Closed reporider closed 5 years ago
Hi reporider, I don't know the answer yet but I do interested in your platform and test environments. How much slower is the 8bit? Are both model exactly the same structures?
@reporider .. On top of the information requested by @reporider , is it the case that you use CMSIS-NN API's for the 8 bit model and some reference(non CMSIS-NN) functions for the 16 bit?
Both models have the same structure and only use CMSIS-NN fully connected and Relu functions. Model consists of 10 layers (5 fully connected and 5 relu layers). 8-bit model has a runtime of 34ms and 16-bit model has a runtime of 23ms. Runtime is calculated as explained in the link below http://www.keil.com/support/docs/971.htm
@reporider I'll assume that your target has DSP extension and you are using from the subset of arm_fully_connected_q7/15() or arm_fully_connected_q7/15_opt() functions for my answer. Please correct me if that is not the case.

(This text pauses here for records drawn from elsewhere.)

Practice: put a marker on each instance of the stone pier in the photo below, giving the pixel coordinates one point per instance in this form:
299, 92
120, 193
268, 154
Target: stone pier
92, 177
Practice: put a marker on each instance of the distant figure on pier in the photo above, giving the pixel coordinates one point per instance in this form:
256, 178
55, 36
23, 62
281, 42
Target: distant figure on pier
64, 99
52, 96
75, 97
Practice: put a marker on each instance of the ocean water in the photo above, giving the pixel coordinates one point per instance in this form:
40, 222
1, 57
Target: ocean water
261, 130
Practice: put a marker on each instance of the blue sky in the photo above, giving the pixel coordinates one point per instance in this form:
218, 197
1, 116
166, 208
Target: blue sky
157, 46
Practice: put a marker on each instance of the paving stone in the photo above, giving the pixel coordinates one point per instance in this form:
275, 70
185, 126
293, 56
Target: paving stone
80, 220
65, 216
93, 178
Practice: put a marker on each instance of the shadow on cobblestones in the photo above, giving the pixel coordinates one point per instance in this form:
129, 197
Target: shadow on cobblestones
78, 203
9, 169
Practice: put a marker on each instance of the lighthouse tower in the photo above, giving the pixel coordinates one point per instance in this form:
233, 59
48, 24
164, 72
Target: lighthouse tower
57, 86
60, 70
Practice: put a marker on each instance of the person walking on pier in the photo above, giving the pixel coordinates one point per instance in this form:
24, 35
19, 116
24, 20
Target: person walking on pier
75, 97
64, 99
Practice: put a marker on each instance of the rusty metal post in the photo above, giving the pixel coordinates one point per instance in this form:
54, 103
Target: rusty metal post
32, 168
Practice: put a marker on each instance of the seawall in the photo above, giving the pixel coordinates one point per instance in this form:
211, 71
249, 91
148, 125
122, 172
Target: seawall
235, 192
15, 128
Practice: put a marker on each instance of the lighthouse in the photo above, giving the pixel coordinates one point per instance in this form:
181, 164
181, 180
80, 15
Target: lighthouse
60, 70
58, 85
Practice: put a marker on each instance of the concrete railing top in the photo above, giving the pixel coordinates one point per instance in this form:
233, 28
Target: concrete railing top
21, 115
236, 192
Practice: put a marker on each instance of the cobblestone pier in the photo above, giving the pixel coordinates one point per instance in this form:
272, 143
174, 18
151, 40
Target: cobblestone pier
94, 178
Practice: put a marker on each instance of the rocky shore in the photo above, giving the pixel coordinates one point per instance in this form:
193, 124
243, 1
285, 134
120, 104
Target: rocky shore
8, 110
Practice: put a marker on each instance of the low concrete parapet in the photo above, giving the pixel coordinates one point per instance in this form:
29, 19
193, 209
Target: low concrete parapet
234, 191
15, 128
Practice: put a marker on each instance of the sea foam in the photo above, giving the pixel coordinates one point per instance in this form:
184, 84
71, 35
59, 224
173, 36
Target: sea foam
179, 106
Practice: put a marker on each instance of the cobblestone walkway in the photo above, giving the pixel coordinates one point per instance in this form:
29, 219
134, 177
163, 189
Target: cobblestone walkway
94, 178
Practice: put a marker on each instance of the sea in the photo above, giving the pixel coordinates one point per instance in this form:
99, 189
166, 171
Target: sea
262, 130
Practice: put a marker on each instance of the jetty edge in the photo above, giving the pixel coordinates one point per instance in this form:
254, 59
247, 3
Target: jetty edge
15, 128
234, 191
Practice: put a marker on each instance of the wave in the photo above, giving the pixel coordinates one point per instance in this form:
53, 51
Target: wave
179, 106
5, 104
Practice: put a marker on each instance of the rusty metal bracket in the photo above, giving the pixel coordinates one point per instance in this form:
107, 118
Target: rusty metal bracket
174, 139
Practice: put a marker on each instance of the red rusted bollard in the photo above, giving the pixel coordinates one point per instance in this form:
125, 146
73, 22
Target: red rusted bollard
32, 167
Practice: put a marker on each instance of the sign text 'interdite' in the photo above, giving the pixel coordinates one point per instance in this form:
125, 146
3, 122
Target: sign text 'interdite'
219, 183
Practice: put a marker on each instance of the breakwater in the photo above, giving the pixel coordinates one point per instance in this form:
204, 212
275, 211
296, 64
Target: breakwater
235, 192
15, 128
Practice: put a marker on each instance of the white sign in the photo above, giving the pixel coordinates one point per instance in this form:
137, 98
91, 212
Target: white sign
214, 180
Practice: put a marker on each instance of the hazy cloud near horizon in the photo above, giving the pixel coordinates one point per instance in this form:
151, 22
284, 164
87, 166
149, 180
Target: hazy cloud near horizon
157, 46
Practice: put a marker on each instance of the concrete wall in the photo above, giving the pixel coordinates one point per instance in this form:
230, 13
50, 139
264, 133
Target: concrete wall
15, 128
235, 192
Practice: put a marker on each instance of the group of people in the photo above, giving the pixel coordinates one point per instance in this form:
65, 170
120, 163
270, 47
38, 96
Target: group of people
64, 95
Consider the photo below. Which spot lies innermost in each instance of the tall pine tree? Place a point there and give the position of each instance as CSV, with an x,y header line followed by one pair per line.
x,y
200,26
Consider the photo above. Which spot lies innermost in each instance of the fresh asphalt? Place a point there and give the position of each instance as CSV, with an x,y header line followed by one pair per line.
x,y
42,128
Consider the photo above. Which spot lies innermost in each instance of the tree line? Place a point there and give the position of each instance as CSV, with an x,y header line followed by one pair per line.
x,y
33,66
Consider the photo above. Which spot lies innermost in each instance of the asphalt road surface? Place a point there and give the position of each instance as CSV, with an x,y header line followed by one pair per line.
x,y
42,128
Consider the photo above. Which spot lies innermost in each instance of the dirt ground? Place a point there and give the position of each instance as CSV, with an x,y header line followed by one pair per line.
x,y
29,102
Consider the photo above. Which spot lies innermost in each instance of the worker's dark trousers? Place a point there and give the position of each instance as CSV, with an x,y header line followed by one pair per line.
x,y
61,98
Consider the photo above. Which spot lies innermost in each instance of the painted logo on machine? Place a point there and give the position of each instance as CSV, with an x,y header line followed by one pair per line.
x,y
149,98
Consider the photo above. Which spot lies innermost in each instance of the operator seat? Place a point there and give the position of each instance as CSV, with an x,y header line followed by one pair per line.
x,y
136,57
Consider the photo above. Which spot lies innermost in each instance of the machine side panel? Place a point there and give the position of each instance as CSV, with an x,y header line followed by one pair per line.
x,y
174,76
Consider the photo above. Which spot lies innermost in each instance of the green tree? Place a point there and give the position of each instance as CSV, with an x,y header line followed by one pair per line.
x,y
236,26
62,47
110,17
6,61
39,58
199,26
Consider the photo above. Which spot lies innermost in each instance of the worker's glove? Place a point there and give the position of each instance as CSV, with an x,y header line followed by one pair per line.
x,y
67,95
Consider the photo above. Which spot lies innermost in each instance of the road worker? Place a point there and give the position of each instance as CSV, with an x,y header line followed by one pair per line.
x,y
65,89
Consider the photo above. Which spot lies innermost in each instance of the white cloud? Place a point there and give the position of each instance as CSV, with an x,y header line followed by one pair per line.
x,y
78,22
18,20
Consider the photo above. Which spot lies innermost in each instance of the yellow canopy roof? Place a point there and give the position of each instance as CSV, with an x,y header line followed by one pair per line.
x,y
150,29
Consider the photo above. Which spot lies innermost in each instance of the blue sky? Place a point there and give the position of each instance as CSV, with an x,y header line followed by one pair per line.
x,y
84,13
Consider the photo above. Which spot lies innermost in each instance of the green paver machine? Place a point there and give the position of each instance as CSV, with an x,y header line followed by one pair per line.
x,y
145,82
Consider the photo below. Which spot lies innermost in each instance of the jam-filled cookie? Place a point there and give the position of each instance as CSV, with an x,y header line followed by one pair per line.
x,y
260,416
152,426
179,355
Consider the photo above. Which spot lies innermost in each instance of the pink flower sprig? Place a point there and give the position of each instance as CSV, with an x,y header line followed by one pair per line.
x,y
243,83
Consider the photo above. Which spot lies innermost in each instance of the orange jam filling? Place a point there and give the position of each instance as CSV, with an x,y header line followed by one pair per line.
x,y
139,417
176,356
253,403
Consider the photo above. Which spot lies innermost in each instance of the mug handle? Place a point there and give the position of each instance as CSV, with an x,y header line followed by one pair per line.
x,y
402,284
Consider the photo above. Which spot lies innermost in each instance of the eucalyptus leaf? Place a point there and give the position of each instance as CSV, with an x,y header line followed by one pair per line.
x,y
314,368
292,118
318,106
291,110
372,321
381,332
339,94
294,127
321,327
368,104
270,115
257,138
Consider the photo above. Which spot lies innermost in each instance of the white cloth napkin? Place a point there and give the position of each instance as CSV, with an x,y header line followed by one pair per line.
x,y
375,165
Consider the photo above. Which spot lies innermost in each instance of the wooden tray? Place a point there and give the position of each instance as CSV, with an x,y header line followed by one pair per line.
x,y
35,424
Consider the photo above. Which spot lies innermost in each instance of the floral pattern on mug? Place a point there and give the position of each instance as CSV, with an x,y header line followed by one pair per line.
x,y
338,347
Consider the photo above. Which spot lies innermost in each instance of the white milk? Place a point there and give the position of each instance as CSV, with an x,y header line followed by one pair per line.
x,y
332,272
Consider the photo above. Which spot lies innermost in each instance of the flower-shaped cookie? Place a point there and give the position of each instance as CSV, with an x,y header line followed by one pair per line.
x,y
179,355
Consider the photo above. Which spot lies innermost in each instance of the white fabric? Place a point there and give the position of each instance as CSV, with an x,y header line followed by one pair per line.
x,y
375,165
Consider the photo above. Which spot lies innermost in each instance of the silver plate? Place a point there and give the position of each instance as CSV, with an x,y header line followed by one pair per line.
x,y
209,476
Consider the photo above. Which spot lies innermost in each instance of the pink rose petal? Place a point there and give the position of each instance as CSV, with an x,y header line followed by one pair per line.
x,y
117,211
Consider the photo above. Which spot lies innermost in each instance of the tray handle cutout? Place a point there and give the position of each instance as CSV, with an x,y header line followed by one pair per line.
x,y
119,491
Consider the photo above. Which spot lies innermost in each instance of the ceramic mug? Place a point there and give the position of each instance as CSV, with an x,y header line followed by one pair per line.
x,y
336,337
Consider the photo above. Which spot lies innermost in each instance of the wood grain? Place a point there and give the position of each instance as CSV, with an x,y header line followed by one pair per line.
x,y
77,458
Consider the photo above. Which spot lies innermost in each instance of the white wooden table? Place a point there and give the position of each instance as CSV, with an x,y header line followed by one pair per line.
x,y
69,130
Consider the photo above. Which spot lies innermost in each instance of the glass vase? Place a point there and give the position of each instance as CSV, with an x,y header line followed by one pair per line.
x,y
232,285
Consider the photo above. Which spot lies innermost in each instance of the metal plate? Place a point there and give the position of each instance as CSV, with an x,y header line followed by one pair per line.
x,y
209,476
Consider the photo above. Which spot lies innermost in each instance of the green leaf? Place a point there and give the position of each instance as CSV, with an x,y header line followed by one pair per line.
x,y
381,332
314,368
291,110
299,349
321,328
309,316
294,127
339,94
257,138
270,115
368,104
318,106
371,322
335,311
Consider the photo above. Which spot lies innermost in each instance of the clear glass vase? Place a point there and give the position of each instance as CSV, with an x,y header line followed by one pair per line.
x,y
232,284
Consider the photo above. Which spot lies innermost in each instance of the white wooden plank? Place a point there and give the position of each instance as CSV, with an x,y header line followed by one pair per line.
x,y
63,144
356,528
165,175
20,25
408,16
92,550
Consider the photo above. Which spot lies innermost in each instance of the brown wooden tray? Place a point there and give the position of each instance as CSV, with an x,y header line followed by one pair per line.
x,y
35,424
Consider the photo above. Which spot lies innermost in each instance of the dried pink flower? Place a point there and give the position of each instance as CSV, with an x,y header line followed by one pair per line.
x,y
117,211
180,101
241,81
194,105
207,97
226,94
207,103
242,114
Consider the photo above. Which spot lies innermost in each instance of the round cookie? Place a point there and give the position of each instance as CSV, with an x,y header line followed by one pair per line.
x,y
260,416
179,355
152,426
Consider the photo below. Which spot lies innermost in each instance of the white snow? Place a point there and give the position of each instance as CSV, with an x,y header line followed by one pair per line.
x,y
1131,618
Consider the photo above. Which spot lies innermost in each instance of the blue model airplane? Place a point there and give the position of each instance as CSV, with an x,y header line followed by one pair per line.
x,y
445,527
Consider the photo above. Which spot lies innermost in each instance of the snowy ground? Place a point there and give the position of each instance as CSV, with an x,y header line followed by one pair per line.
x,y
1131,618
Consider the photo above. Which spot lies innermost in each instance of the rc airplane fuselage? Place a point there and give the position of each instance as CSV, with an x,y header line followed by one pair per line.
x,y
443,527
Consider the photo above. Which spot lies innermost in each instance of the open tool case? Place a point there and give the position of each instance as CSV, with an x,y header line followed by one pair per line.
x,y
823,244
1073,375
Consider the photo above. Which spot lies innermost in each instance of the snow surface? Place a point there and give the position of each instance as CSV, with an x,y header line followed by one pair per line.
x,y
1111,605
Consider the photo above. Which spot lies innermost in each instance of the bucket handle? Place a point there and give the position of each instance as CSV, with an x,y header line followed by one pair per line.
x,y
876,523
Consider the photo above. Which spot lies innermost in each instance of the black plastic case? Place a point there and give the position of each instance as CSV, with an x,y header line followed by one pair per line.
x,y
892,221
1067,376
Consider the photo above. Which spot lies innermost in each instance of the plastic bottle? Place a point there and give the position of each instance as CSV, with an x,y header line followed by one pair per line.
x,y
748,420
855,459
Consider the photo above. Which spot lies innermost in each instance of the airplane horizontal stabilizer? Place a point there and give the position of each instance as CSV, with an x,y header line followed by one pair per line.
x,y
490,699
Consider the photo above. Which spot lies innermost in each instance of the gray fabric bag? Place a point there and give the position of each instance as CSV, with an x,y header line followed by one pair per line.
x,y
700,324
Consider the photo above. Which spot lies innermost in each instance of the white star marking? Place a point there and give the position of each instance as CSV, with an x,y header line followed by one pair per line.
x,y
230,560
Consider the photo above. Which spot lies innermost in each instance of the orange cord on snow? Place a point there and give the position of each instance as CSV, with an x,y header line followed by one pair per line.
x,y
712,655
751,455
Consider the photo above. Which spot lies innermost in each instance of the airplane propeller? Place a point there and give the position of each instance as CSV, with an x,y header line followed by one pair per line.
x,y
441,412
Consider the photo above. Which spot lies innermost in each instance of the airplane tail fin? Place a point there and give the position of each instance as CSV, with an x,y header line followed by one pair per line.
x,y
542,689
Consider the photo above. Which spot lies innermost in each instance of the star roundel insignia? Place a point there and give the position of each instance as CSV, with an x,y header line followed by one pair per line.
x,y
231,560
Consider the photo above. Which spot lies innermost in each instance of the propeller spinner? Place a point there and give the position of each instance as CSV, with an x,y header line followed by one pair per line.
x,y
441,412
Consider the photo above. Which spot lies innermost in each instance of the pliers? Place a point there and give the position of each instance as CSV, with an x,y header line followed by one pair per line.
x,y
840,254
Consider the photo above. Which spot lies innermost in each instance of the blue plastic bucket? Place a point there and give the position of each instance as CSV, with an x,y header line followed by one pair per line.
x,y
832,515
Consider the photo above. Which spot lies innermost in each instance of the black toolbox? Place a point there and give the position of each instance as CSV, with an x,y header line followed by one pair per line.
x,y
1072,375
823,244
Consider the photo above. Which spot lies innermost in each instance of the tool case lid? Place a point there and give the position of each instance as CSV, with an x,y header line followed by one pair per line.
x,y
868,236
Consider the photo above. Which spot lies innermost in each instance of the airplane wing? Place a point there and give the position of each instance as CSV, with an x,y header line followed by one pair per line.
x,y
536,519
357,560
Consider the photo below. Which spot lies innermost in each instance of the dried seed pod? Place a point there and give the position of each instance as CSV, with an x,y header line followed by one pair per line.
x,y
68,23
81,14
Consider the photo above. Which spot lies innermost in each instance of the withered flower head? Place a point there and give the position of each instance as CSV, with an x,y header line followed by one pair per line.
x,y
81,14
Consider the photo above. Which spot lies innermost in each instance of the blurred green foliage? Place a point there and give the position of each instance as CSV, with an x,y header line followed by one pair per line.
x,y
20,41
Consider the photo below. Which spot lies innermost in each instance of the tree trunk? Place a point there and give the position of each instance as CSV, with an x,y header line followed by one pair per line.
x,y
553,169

The commonality between the q7 and q15 functions is that they both use the __SMLAD intrinsic as the core of the optimization and has an operation in bits as 32 = 32 + (16 x 16) + (16 x 16). The 8 bit version requires an additional step to rearrange the input vector and the weights from 8 bits into 16 bits. For the input vector it uses the additional buffer provided in the argument and for the weights, it rearranges on the fly. This operation results in more cycles than the 16 bit version.
Hope that clarifies.
@felix-johnny I am using from the subset of arm_fully_connected_q7/15() or arm_fully_connected_q7/15_opt() functions as you said.
Also in the CNN model (4 CNN layers followed by 2 fully connected layers), the 8-bit CNN model has a run-time of 297ms and 16-bit CNN model has a run-time of 655ms. Can you clarify this confusion as the 8-bit model has less run-time compared to 16-bit model unlike the previous model with only fully connected layers? I use the following functions in CNN model
->arm_convolve_HWC_q7/q15_fast_nonsquare() ->arm_fully_connected_q7/15()
@reporider I did a quick check on the cycles for arm_convolve_HWC_q7/q15_fast_nonsquare() using a tensor of size 16x16x32 ; kernel of size 4x4x32x32; output size of 13x13x32 and using ARM Compiler 6 @ -02 optimization level on Cortex M7 target(ST Nucleo board). The q7 version was relatively slower(~30 %) than the q15 version. They use differing variants of im2col optimization technique and is fair to say that won't match in terms of cycles consumed.
With the details provided, I am not sure why see a lower performance for the 16 bit version. You could profile the functions one at a time and check. But, if you would like us to check, please provide all of the information below.
@felix-johnny Please find the information below and help me to understand runtimes for 8-bit and 16-bit CNN models.
1.API calls and arguments CNN model architecture (API arguments are similar to cifar10 example) arm_convolve_HWC_q7/q15_fast_nonsquare arm_relu_q7/q15 arm_convolve_HWC_q7/q15_fast_nonsquare arm_relu_q7/q15 arm_convolve_HWC_q7/q15_fast_nonsquare arm_relu_q7/q15 arm_convolve_HWC_q7/q15_fast_nonsquare arm_relu_q7/q15 arm_fully_connected_q7/q15 arm_relu_q7/q15 arm_fully_connected_q7/q15 arm_softmax_q7/q15
parameters.h (8-bit/16bit)
@reporider Is it this example that you are trying to work out? https://github.com/ARM-software/ML-examples/blob/master/cmsisnn-cifar10/code/m4/nn.cpp
@felix-johnny yes, but the application is not for image classification. Please let me know if you need more information to check runtimes of 8bit/16bit CNN models.
The question is about run-time for 8-bit(using 8-bit library functions) Cifar-10 and 16-bit(using 16-bit library functions) Cifar-10 examples. 8-bit model takes more time than 16-bit models? Can anyone explain the reason behind this?